Altogether, these findings provide first evidence that the interplay between PVs and both cancer and immune cells is detrimental for the former and stimulating for the latter, leading not only to direct oncolysis, but also to the break of immune tolerance to tumors with a Th1 bias. The mechanisms of direct and indirect immunostimulation by PVs are interrelated and difficult to discriminate, resulting in synergistic effects between virus infection and the immune reactions of the host against tumor growth.
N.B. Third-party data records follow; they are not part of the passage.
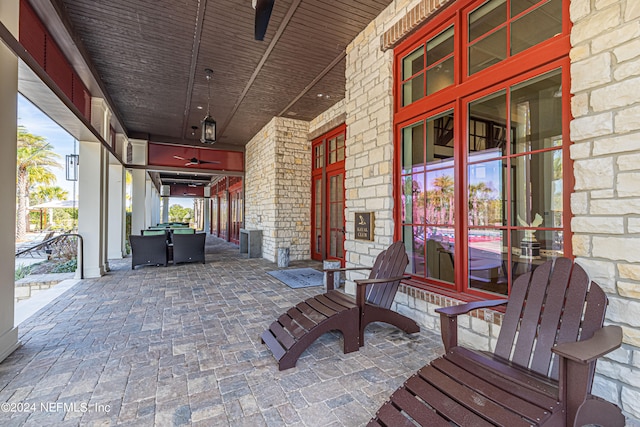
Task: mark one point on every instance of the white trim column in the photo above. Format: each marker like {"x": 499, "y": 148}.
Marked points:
{"x": 105, "y": 207}
{"x": 148, "y": 203}
{"x": 91, "y": 207}
{"x": 116, "y": 208}
{"x": 9, "y": 14}
{"x": 138, "y": 186}
{"x": 207, "y": 209}
{"x": 101, "y": 121}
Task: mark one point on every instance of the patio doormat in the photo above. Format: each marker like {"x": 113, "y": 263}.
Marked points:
{"x": 298, "y": 277}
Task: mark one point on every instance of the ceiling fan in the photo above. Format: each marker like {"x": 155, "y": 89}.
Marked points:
{"x": 263, "y": 14}
{"x": 195, "y": 161}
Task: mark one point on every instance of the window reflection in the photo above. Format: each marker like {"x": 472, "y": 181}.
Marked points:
{"x": 428, "y": 196}
{"x": 486, "y": 193}
{"x": 531, "y": 248}
{"x": 488, "y": 127}
{"x": 536, "y": 113}
{"x": 537, "y": 189}
{"x": 488, "y": 260}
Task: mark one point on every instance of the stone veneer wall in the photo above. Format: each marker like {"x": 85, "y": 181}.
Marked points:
{"x": 278, "y": 187}
{"x": 606, "y": 204}
{"x": 369, "y": 143}
{"x": 605, "y": 81}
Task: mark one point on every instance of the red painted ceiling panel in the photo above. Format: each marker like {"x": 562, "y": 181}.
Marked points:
{"x": 195, "y": 157}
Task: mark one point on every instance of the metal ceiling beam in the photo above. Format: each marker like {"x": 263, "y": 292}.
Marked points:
{"x": 195, "y": 51}
{"x": 263, "y": 60}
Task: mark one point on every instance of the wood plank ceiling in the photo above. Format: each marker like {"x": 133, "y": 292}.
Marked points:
{"x": 151, "y": 54}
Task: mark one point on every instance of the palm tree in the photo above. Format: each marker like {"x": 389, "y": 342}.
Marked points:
{"x": 33, "y": 161}
{"x": 42, "y": 194}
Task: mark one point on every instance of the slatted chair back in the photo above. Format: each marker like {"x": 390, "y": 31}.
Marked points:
{"x": 391, "y": 262}
{"x": 555, "y": 304}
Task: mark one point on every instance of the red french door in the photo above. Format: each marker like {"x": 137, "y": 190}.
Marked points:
{"x": 328, "y": 196}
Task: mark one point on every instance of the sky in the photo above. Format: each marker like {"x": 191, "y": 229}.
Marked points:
{"x": 38, "y": 123}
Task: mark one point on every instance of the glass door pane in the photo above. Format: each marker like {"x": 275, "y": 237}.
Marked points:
{"x": 336, "y": 216}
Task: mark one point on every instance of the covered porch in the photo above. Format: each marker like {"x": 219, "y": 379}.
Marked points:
{"x": 180, "y": 345}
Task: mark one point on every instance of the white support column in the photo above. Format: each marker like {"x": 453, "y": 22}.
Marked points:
{"x": 9, "y": 10}
{"x": 105, "y": 208}
{"x": 138, "y": 198}
{"x": 90, "y": 207}
{"x": 207, "y": 209}
{"x": 165, "y": 210}
{"x": 101, "y": 121}
{"x": 148, "y": 218}
{"x": 116, "y": 210}
{"x": 138, "y": 186}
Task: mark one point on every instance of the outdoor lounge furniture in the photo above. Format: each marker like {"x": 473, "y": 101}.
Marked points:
{"x": 300, "y": 326}
{"x": 540, "y": 373}
{"x": 188, "y": 247}
{"x": 148, "y": 250}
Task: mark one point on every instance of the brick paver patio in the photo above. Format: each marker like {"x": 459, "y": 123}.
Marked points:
{"x": 180, "y": 346}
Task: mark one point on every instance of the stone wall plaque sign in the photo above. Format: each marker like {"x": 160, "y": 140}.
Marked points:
{"x": 364, "y": 226}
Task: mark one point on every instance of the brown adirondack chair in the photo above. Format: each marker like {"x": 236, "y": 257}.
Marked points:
{"x": 294, "y": 331}
{"x": 542, "y": 368}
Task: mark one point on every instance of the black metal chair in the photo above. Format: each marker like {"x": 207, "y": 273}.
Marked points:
{"x": 188, "y": 247}
{"x": 148, "y": 250}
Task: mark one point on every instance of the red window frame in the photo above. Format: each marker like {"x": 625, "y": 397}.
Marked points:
{"x": 548, "y": 55}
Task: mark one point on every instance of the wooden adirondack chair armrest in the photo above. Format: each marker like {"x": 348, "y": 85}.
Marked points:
{"x": 457, "y": 310}
{"x": 331, "y": 271}
{"x": 361, "y": 286}
{"x": 604, "y": 340}
{"x": 449, "y": 319}
{"x": 362, "y": 282}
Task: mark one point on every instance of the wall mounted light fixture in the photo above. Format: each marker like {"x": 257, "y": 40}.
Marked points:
{"x": 208, "y": 123}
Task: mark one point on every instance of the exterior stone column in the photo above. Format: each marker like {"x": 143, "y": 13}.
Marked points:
{"x": 91, "y": 207}
{"x": 278, "y": 187}
{"x": 116, "y": 209}
{"x": 9, "y": 10}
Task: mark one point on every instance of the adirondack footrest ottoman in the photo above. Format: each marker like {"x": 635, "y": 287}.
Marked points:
{"x": 301, "y": 325}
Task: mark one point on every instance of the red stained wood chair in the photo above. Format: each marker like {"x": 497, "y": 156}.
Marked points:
{"x": 300, "y": 326}
{"x": 542, "y": 368}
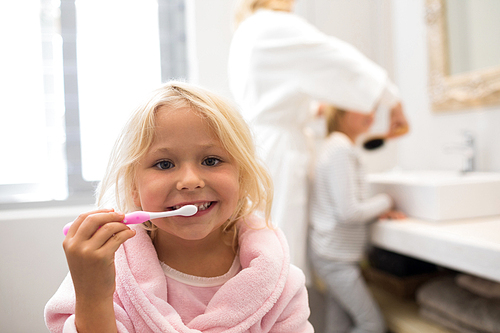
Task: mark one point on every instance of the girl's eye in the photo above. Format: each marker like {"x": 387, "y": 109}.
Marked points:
{"x": 211, "y": 161}
{"x": 163, "y": 165}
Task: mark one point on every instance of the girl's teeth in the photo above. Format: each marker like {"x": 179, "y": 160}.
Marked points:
{"x": 202, "y": 206}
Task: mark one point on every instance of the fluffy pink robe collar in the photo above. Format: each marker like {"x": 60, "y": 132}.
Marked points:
{"x": 266, "y": 296}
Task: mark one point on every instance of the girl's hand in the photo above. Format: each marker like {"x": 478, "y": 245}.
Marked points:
{"x": 393, "y": 215}
{"x": 398, "y": 123}
{"x": 90, "y": 247}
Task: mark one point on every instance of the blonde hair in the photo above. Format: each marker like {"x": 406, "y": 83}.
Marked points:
{"x": 332, "y": 116}
{"x": 118, "y": 184}
{"x": 245, "y": 8}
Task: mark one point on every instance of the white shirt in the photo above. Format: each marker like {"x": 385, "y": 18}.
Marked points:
{"x": 340, "y": 208}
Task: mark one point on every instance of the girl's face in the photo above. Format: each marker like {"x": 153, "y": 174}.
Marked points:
{"x": 187, "y": 165}
{"x": 355, "y": 123}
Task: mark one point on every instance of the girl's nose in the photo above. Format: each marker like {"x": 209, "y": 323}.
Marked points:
{"x": 190, "y": 179}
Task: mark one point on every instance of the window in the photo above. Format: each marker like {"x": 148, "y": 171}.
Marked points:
{"x": 74, "y": 72}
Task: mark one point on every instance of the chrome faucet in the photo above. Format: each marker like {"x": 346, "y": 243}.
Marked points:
{"x": 470, "y": 153}
{"x": 467, "y": 149}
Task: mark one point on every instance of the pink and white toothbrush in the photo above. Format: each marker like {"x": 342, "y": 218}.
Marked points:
{"x": 141, "y": 216}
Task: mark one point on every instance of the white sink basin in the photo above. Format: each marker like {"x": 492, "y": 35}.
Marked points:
{"x": 441, "y": 195}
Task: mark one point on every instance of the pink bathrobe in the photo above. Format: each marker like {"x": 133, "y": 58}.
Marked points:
{"x": 267, "y": 295}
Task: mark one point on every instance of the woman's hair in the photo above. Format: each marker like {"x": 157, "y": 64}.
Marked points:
{"x": 332, "y": 115}
{"x": 118, "y": 184}
{"x": 245, "y": 8}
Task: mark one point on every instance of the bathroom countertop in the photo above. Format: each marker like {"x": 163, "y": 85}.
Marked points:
{"x": 468, "y": 245}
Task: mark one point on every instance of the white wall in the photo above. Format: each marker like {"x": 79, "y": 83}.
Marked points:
{"x": 32, "y": 263}
{"x": 393, "y": 34}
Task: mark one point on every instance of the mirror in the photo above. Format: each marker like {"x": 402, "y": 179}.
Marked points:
{"x": 464, "y": 53}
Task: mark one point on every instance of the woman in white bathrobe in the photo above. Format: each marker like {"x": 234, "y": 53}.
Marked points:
{"x": 278, "y": 65}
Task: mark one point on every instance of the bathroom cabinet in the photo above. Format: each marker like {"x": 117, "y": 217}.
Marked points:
{"x": 467, "y": 245}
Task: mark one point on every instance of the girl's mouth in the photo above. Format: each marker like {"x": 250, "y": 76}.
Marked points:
{"x": 201, "y": 206}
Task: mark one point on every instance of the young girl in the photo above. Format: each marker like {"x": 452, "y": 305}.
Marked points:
{"x": 340, "y": 215}
{"x": 223, "y": 269}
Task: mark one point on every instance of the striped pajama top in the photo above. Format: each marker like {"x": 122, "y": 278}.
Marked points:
{"x": 340, "y": 207}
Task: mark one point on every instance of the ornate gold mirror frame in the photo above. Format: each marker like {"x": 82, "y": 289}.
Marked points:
{"x": 460, "y": 91}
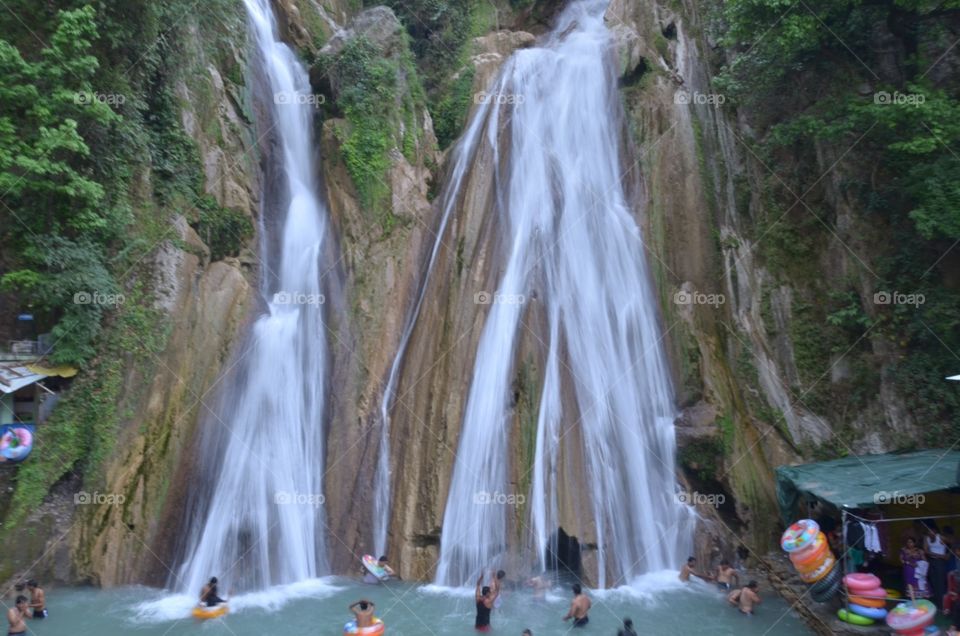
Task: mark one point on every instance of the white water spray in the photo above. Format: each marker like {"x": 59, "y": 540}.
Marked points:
{"x": 567, "y": 228}
{"x": 264, "y": 522}
{"x": 462, "y": 157}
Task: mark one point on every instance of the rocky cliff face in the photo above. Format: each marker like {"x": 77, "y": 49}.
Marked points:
{"x": 737, "y": 331}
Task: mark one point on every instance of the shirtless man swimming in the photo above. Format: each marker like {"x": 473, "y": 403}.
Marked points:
{"x": 485, "y": 599}
{"x": 38, "y": 600}
{"x": 726, "y": 576}
{"x": 15, "y": 616}
{"x": 688, "y": 570}
{"x": 746, "y": 598}
{"x": 578, "y": 607}
{"x": 363, "y": 612}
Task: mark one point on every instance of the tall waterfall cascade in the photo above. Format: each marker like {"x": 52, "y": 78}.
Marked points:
{"x": 553, "y": 129}
{"x": 263, "y": 524}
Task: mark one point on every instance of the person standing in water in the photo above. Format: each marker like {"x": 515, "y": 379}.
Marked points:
{"x": 726, "y": 576}
{"x": 746, "y": 598}
{"x": 578, "y": 607}
{"x": 369, "y": 577}
{"x": 688, "y": 570}
{"x": 363, "y": 612}
{"x": 540, "y": 585}
{"x": 485, "y": 599}
{"x": 496, "y": 586}
{"x": 208, "y": 595}
{"x": 38, "y": 600}
{"x": 15, "y": 616}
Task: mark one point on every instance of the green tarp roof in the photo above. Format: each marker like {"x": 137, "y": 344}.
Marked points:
{"x": 862, "y": 481}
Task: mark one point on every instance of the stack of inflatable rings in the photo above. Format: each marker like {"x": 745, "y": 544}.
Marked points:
{"x": 912, "y": 618}
{"x": 865, "y": 598}
{"x": 799, "y": 535}
{"x": 809, "y": 550}
{"x": 827, "y": 587}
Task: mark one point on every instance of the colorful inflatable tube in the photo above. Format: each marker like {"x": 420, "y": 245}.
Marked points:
{"x": 374, "y": 630}
{"x": 876, "y": 613}
{"x": 860, "y": 582}
{"x": 16, "y": 442}
{"x": 202, "y": 612}
{"x": 799, "y": 535}
{"x": 911, "y": 617}
{"x": 866, "y": 601}
{"x": 853, "y": 619}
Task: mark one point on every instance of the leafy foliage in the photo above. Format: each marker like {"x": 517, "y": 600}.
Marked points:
{"x": 813, "y": 76}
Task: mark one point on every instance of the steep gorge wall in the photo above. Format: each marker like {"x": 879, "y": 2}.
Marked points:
{"x": 742, "y": 367}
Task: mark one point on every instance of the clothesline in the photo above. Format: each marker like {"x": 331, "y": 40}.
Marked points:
{"x": 889, "y": 519}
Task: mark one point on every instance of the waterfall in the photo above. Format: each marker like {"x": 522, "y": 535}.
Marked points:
{"x": 462, "y": 159}
{"x": 262, "y": 523}
{"x": 567, "y": 230}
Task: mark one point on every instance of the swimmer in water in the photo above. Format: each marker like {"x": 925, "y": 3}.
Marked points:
{"x": 372, "y": 579}
{"x": 578, "y": 607}
{"x": 496, "y": 586}
{"x": 485, "y": 599}
{"x": 208, "y": 595}
{"x": 746, "y": 598}
{"x": 540, "y": 585}
{"x": 15, "y": 616}
{"x": 727, "y": 577}
{"x": 627, "y": 628}
{"x": 363, "y": 612}
{"x": 688, "y": 571}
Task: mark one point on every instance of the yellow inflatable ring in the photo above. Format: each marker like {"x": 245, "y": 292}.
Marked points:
{"x": 203, "y": 612}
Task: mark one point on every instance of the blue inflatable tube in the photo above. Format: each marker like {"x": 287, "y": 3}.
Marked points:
{"x": 876, "y": 613}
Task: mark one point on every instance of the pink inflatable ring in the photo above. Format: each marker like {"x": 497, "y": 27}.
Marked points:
{"x": 911, "y": 617}
{"x": 858, "y": 582}
{"x": 799, "y": 535}
{"x": 878, "y": 593}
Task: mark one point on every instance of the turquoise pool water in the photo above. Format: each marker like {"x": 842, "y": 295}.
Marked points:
{"x": 659, "y": 605}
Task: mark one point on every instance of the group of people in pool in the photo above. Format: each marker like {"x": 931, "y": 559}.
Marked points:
{"x": 23, "y": 608}
{"x": 488, "y": 598}
{"x": 745, "y": 598}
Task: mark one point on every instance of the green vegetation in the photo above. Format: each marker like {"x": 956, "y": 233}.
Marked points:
{"x": 450, "y": 112}
{"x": 381, "y": 98}
{"x": 441, "y": 31}
{"x": 223, "y": 230}
{"x": 59, "y": 221}
{"x": 94, "y": 164}
{"x": 81, "y": 432}
{"x": 817, "y": 85}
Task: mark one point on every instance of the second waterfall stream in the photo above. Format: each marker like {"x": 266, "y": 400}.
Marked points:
{"x": 552, "y": 126}
{"x": 262, "y": 523}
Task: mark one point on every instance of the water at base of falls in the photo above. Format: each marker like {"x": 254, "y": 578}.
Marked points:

In general, rodent PVs (being non-pathogenic for humans) seem not to trigger overt immune/inflammatory reactions by the human immune system, compared with pathogenic viruses engineered to become oncolytic. Nevertheless, as silent fine-tuning agents, PVs may allow the exposure of cryptic tumor antigens, hence promoting their immunogeniccity, without strongly “attracting the attention” of the immune system toward viral infection itself. Nonetheless, recent clinical applications of PVs in glioma multiforme patients should give the ultimate proof whether PVs are completely safe oncolytic tools that can stably become part of immunotherapeutic strategies.